Even Kevin Jennings, GLSEN's executive director who was appointed co-chair of the Education Committee of the Massachusetts Governor's Commission on Gay & Lesbian Youth in 1992, appeared to be backtracking in the midst of the controversy. "From what I've heard, I have concerns as well," said Jennings for a news story published on page B2 of the May 18th edition of the Boston Globe.

But Jennings did attack parents concerned about "Teach Out 2000." "What troubles me is the people who have the tape know what our mission is," he told the Globe, "they know that our work is about preventing harassment and they know that session was not the totality of what was offered at a conference with over 50 sessions." Indeed, Jennings suggested in 1995 a very sophisticated means of injecting the homosexual agenda into the schools. "In Massachusetts," he explained, "[w]e immediately seized upon the opponent's calling card - safety - and explained how homophobia represents a threat to students' safety by creating a climate where violence, name-calling, health problems, and suicide are common." This strategy reframes the homosexual agenda in the terms of some acceptable and commendable social norm. "Finding the effective frame for your community is the key to victory.

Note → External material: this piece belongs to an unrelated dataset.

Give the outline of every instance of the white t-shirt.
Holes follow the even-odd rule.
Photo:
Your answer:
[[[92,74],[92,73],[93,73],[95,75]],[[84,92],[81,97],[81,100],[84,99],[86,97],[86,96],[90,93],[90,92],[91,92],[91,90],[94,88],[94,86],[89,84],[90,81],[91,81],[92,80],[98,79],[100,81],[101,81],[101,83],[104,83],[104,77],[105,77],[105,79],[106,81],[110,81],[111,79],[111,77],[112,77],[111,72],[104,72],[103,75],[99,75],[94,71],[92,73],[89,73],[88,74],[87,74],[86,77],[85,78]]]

It must be linked to universal values that everyone in the community has in common. In Massachusetts, no one could speak up against our frame and say, 'Why, yes, I do think students should kill themselves'; this allowed us to set the terms for the debate." Jennings noted that his strategy "automatically threw our opponents onto the defensive and stole their best line of attack."

Jennings revealed his hand in 1995, but he complained to the May 18th Boston Globe that GLSEN's "mission is being misrepresented" by parents. At that very same moment, his allies in the homosexual movement were using the courts to suppress information about exactly how that mission was being fulfilled. And as news of the firing of the Massachusetts Department of Education employees came out, Deb Levy of GLSEN complained to CNSNews.com that "We absolutely do not think this was the appropriate response. These women are getting reprimanded for doing work that needs to be done, but that no one else wants to do." More careful observers of the "Teach Out" are well aware of who is doing the misrepresenting.